Fifteen minutes later on, Ramsdell came up the stairs. When he had gone down them stealthily and tiptoed through the lower hall, he wiped his eyes, then blew his nose in raucous triumph.

"The one thing I 'ave halways 'oped would 'appen!" he said impressively.

Four days afterward, Brenton came home again, came straight from the burial service on the country hillside to take up his old life in the wifeless home. As a matter of course, his first evening he spent with Opdyke.

Opdyke, looking for change in him, was not disappointed. Change was evident, and of a sort for which Opdyke had scarcely dared to hope. Of sadness there was curiously little sign; the black band on his sleeve was the only outward show of mourning, and Brenton's face explained the lack. Even in the few days of his new experience, the old indecision seemed to have left his face for ever, and with it much of the old sadness. He carried himself more alertly, too, as if, for the future, life were too full of purpose to permit of any indecision or delay.

Of his trouble, he said singularly little.

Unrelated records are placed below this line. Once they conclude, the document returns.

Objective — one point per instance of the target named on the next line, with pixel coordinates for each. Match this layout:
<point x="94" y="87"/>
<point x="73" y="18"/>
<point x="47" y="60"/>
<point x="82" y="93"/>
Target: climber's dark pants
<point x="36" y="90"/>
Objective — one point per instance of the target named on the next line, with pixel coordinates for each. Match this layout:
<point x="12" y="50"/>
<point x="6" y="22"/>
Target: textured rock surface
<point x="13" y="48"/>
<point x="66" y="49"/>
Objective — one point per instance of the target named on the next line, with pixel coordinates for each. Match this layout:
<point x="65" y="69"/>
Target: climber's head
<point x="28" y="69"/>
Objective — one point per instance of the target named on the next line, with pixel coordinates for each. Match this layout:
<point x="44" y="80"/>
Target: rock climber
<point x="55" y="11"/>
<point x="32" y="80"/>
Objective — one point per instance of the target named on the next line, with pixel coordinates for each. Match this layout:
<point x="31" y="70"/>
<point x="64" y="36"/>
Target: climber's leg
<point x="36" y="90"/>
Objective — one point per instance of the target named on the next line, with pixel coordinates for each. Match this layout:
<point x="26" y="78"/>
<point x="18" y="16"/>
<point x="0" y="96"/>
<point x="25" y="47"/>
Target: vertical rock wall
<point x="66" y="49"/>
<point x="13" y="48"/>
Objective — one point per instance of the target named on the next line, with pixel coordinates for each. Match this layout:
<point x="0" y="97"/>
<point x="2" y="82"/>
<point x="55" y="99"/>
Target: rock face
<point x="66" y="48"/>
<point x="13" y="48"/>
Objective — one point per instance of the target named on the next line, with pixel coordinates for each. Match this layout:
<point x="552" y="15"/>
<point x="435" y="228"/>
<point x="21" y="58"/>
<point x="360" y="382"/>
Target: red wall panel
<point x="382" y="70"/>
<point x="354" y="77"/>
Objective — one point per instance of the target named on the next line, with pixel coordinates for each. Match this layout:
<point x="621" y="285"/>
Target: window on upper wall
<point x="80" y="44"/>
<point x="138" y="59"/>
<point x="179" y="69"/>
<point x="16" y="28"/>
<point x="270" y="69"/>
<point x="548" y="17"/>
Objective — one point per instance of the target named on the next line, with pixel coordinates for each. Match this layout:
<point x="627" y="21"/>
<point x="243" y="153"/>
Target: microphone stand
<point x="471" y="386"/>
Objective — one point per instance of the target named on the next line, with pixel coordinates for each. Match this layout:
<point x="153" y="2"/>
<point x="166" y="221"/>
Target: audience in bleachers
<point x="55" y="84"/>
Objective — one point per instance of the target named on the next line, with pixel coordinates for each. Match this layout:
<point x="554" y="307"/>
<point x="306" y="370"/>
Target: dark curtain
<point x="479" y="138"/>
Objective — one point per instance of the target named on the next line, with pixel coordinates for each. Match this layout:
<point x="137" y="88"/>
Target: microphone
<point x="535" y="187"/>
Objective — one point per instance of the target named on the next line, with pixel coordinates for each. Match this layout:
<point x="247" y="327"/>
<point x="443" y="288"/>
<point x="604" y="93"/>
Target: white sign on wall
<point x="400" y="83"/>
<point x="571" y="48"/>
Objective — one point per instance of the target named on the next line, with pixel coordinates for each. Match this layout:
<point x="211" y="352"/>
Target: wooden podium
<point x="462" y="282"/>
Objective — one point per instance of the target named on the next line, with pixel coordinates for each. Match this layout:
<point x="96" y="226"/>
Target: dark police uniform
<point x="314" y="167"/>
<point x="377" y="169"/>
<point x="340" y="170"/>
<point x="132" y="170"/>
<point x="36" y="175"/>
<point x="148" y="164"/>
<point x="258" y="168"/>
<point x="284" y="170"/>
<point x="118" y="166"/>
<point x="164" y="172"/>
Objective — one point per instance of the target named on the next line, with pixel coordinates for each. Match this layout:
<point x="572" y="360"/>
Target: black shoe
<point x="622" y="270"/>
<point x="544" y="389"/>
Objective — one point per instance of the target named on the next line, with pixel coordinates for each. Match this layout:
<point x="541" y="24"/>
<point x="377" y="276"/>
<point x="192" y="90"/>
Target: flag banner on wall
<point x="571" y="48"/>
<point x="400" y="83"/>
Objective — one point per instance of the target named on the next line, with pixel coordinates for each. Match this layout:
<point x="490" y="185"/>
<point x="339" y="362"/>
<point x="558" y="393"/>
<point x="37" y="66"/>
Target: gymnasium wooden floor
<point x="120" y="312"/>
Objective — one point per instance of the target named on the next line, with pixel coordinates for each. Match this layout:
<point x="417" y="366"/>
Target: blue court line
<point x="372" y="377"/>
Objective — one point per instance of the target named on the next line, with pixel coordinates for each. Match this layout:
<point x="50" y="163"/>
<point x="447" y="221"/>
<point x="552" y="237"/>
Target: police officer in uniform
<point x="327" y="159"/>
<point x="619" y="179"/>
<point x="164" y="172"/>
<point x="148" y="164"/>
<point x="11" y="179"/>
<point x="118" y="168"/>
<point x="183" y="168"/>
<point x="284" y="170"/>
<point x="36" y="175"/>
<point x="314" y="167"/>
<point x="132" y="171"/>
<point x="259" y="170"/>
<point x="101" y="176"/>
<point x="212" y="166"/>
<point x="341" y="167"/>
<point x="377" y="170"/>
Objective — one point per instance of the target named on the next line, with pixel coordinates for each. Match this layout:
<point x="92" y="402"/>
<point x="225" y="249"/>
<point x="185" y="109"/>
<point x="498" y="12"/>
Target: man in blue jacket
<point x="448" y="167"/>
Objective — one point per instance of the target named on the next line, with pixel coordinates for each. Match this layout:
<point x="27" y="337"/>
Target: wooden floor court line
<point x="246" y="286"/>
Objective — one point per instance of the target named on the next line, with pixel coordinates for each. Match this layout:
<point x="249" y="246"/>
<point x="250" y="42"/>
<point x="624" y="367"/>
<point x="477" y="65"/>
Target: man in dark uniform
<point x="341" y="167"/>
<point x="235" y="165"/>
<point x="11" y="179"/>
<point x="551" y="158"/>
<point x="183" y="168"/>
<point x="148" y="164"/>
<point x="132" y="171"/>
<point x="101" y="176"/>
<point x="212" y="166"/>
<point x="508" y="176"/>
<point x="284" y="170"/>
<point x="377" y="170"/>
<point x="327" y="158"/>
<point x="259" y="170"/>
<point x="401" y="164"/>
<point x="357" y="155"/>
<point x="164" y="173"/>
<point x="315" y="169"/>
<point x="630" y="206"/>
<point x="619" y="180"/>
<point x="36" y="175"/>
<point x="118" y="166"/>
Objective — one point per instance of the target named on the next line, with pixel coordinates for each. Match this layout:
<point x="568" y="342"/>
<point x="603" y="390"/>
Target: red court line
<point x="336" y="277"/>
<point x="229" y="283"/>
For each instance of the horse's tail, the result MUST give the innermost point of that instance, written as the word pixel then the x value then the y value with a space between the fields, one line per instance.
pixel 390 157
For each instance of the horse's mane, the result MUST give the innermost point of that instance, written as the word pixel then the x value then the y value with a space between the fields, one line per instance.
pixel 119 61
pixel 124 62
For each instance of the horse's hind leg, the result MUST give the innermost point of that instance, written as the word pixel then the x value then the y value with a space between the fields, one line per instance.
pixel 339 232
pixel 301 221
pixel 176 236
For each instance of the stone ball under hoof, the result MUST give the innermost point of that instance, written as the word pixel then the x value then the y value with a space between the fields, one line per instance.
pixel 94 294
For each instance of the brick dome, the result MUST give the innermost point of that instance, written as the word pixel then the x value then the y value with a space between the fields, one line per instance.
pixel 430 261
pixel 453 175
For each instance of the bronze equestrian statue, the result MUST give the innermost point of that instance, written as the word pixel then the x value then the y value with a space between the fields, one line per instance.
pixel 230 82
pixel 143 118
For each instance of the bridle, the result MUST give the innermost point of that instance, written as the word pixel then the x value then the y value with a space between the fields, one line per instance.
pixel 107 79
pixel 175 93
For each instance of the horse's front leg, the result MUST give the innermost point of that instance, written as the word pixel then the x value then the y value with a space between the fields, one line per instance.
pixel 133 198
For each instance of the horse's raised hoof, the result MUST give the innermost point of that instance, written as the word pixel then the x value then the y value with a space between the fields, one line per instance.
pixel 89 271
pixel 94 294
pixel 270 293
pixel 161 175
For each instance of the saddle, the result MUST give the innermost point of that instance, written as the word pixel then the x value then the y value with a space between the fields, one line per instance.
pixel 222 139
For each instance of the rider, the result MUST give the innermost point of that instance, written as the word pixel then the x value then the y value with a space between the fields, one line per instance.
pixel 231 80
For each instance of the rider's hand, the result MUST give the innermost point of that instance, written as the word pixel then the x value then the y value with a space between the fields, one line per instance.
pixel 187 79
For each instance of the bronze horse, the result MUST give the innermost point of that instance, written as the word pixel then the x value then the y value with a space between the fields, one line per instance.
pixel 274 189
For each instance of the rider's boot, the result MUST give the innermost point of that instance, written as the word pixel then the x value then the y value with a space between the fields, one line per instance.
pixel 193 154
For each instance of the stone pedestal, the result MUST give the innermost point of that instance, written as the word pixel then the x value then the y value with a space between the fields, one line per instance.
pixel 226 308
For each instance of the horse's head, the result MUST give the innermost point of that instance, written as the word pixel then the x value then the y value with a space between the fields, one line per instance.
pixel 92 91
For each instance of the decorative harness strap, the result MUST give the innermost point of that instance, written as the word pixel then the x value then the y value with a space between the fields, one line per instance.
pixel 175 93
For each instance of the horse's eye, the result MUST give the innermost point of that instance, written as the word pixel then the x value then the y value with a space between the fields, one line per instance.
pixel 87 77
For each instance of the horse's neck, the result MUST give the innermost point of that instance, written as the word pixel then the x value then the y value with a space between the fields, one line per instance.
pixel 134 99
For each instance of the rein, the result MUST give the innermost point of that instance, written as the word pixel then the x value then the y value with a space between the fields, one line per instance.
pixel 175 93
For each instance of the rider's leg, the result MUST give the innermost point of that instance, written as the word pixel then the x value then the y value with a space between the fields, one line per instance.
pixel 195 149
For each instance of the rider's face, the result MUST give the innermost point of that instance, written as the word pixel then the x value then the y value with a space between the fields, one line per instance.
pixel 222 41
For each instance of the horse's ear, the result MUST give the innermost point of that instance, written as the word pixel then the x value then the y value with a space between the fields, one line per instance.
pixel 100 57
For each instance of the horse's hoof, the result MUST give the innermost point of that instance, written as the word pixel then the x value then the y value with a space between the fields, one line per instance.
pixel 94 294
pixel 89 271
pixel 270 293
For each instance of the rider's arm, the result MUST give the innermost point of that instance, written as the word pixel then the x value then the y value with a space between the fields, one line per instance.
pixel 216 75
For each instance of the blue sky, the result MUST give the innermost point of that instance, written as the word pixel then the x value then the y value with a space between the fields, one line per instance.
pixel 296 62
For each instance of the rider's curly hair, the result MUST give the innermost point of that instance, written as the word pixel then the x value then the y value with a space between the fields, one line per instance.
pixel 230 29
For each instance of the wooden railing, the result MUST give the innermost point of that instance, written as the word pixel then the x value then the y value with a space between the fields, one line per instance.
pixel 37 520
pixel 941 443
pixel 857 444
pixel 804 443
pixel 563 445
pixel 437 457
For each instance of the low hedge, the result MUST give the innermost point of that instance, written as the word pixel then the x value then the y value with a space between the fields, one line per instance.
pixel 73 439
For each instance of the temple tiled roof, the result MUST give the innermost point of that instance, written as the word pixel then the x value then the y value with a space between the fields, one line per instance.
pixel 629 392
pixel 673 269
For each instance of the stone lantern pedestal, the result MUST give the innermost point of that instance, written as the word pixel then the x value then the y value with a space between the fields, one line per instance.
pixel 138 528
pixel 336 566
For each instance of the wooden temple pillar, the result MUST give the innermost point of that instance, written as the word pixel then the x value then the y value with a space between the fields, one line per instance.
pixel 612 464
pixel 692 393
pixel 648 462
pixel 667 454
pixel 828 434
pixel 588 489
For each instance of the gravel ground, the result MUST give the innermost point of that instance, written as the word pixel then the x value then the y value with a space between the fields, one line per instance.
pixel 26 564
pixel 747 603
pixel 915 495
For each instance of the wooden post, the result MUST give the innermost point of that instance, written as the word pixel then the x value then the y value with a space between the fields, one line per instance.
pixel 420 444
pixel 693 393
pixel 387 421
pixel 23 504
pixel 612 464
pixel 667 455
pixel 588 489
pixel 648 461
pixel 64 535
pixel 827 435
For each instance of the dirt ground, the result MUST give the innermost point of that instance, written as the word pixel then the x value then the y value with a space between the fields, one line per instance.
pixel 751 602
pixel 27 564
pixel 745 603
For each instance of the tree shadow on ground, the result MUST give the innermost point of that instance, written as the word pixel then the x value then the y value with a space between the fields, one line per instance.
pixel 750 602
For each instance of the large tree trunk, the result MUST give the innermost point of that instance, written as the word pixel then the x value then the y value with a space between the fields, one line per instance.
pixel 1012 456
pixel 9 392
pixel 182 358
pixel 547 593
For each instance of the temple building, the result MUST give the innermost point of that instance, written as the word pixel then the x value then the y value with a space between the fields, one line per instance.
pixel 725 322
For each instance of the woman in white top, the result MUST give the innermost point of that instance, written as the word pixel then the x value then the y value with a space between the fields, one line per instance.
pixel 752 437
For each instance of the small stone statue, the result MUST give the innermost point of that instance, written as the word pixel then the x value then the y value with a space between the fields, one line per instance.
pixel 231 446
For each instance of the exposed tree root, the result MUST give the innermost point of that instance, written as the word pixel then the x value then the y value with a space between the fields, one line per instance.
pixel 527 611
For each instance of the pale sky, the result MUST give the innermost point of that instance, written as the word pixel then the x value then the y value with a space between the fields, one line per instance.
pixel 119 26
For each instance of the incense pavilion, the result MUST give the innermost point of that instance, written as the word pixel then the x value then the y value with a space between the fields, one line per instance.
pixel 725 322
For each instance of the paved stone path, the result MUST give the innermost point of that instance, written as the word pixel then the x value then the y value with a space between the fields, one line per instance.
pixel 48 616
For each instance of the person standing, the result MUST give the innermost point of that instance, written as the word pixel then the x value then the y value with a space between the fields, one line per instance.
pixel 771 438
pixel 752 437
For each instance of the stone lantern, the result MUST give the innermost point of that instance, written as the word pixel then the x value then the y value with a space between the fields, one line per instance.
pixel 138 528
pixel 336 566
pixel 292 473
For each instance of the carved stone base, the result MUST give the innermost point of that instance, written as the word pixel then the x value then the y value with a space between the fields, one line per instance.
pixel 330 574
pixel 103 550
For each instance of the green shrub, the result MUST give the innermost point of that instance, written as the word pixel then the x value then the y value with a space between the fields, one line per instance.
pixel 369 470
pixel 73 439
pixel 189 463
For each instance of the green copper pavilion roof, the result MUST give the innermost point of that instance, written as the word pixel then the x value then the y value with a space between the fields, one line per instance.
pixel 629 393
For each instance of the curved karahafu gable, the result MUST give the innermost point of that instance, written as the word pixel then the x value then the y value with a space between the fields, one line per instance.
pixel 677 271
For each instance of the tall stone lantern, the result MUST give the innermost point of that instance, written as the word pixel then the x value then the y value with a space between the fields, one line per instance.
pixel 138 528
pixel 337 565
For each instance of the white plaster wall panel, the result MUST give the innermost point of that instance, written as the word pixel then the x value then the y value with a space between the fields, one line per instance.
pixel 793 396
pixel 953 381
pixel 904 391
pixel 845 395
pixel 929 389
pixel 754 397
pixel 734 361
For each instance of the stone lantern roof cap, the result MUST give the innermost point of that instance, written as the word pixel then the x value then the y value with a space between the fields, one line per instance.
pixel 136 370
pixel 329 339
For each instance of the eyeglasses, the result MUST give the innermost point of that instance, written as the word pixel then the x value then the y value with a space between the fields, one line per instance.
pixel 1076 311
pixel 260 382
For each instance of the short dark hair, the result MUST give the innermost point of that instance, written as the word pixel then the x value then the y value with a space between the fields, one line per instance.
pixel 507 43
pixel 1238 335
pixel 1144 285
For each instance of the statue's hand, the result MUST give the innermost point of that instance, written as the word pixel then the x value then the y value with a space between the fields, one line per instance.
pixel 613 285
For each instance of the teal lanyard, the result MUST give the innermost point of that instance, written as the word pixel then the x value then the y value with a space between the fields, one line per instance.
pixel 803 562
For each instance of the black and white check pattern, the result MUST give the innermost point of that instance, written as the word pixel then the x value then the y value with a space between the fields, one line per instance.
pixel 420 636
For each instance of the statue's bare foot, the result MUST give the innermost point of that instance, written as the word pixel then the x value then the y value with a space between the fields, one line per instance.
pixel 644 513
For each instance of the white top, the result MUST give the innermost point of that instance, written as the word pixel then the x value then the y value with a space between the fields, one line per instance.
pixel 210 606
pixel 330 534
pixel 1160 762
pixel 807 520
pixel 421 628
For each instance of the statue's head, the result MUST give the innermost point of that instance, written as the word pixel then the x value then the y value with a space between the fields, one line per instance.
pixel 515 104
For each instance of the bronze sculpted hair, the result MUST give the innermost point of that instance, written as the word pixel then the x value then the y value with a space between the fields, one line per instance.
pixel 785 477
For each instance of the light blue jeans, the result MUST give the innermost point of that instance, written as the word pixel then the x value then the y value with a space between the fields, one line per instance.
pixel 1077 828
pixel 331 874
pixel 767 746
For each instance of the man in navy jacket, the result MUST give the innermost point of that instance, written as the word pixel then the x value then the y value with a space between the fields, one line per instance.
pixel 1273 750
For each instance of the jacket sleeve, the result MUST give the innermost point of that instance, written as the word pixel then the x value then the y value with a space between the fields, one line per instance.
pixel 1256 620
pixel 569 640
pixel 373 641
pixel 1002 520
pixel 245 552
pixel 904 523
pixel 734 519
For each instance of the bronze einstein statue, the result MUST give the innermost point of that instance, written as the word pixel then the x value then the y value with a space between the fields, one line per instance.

"Poor Catie! She died, loyal to me, and happy in her belief," he told Reed briefly. "It was the end she would have chosen for herself. Next time we meet each other, though, we shall understand each other better and have better patience." And that was all he said, then or afterwards. Instead, he congratulated Reed upon his new, great happiness.

After a time,—

"Now, shall you go to Whittenden?" Opdyke asked him.

Brenton shook his head.

"No. My place is here. So far, I have never worked out much good from any of the chances I've had given me. I'd better do it, here and now, without wasting time by any further change. As for the quality of the work, Opdyke, I've been thinking things, the past few days. There are men in plenty doing their level best to work out God's existence in the lives of his created children. For me, I think it's better worth the while to try to prove that universal laws exist, and, out of those laws, prove God."